Но в тот момент, как их увидела, я не стала просить прощения. Зависть возникла внезапно, непроизвольно, и породила не любовь, а агрессивное желание отнять чужое: пусть он любит меня, а не её. А дальше был настоящий разбой. Используя тысячи уловок, данных инстинктом, я ежедневно, кропотливо, как паук, плела невидимую паутину обольщения на лекциях, на практических занятиях, в столовой, на улице, всегда и везде. Я сконцентрировала всю свою энергию желания в пучок, и в виде луча, подобного лазеру, направила на единственный желанный объект. Лазер камни режет, а я внедрилась в его сознание и разместилась там, как у себя дома, занимая всё свободное пространство. Письмо Славика от 7.06.65 ‹http:atheist4.narod.rusvf08.htm›
Мне, оказывается, только это и надо было – быть творцом счастья. Не было в помине зависти и агрессии, в душе звучала музыка Моцарта ‹http:atheist4.narod.rusvturkish.htm›. Я любила и писала об этом своему Славику. Я была счастлива.
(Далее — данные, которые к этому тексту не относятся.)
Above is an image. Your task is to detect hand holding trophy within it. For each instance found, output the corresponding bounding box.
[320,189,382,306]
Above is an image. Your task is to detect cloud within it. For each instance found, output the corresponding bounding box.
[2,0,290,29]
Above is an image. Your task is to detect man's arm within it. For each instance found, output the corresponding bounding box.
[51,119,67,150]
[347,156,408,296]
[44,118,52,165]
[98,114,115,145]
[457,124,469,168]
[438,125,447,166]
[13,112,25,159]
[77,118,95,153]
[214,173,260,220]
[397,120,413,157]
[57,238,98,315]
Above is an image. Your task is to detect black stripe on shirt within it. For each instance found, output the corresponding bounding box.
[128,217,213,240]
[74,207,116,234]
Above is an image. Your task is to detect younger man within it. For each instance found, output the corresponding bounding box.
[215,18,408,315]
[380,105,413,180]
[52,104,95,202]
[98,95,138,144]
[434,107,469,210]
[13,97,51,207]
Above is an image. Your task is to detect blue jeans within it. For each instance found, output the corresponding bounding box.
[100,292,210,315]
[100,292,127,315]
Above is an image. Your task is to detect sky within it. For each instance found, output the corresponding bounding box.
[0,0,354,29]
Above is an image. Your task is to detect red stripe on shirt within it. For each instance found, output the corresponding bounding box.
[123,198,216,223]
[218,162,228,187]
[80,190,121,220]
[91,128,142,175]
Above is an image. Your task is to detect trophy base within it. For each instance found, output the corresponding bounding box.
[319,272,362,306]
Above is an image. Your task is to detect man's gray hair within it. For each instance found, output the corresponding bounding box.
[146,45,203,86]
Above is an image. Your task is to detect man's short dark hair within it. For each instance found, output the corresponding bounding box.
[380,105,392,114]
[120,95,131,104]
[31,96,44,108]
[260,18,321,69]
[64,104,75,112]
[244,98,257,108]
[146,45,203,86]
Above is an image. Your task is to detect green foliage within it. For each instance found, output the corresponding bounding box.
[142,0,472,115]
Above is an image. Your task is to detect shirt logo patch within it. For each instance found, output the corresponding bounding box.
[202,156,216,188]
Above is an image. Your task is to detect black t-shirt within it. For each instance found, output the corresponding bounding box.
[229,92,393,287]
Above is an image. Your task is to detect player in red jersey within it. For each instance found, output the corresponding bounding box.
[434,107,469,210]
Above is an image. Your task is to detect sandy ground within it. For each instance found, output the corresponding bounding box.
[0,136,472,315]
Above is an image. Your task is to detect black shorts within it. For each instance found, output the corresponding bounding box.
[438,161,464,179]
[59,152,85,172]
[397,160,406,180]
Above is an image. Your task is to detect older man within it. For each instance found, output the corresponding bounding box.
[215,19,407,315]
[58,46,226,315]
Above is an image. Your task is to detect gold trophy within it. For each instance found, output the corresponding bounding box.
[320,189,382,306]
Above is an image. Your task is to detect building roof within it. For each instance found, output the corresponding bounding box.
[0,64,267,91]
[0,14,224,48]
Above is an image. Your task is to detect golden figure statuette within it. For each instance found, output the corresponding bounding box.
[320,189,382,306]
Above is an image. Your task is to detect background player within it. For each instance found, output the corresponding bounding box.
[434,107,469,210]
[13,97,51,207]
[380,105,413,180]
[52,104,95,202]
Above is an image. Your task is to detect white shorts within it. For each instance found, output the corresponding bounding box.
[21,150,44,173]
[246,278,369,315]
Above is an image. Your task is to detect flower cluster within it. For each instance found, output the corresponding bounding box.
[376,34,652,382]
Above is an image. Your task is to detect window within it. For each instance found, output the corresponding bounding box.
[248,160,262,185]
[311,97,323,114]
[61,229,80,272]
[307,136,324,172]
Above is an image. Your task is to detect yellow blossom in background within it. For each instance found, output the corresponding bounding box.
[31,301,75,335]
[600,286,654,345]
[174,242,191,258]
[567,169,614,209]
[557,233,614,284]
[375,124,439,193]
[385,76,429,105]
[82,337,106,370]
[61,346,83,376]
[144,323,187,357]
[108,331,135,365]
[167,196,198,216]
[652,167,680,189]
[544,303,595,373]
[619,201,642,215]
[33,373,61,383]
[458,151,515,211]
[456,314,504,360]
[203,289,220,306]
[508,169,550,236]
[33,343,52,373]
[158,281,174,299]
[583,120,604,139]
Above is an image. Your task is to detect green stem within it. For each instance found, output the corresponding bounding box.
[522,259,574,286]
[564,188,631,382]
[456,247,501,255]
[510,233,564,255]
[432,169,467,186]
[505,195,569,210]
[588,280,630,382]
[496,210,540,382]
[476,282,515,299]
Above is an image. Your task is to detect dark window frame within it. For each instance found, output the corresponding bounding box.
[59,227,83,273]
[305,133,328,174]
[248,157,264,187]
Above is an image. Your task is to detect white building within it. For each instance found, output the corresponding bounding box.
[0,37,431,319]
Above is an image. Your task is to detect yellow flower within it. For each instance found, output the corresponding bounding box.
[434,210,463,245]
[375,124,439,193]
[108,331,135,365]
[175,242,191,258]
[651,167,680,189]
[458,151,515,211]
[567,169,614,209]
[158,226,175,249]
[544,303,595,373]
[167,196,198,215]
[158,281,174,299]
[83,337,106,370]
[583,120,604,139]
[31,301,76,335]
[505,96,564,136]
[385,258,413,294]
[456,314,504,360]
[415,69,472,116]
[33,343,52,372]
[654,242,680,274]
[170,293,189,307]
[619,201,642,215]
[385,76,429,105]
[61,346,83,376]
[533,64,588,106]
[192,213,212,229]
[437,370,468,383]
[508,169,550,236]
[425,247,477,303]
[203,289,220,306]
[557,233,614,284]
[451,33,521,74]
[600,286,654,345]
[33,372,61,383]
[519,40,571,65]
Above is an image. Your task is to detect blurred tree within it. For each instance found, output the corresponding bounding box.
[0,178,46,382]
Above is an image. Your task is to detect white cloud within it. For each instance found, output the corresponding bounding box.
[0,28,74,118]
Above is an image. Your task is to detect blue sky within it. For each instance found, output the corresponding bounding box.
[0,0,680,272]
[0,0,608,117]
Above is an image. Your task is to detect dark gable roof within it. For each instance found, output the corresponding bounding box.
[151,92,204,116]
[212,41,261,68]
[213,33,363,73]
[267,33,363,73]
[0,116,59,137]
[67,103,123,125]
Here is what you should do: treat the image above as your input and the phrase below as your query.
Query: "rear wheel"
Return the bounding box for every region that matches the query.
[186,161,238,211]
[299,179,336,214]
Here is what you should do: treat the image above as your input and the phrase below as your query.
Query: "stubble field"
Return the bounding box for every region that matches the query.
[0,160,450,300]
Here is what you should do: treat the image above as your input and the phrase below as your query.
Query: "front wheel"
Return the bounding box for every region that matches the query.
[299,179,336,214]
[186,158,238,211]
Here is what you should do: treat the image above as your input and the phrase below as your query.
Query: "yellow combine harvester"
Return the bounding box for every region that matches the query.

"Сердце, тебе не хочется покоя.
Сердце! Как хорошо на свете жить!
Сердце, как хорошо что ты такое!
Спасибо сердце, что ты умеешь так любить!"
Не было и никогда не будет в будущем (так и случилось) у меня стольких беспредельно счастливых дней. Секса не было. "А что же было то?" – спросит современная девушка, потерявшая девственность (честь) в 13 лет. Если спросит, то я не смогу ответить ей убедительно, и исповедь моя покажется ей фарсом, потому что счастье тех дней нельзя пощупать руками, увидеть глазами, нельзя рассказать о нём, перечисляя через запятую множество событий тех дней. Например, я нравилась его родителям, младшая сестрёнка его не отходила от меня. Наконец, мой избранник нравился моей маме, и конфликтов не было. Мы бродили полям, очарованные голубым сиянием Луны и звёздами. В колхозе на картошке объедались черникой, а затем раскрашивали ею друг у друга лица. Пытались верхом кататься на лошадях, ездили на велосипедах и целовались на большой скорости. Вспоминается, как отмечали моё двадцатилетие в ресторане: играла музыка, сёстры Пинац исполняли на японском языке песню о любви "У моря, у синего моря". Я сказала Славику, что эта песня обо мне, там были слова: "Плывите дельфины в чужие моря, расскажите как счастлива я". Мы танцевали, ели медведя, запивали шампанским, и заказали столько всего, что не только не съели, но и стипендии не хватило, чтобы расплатиться.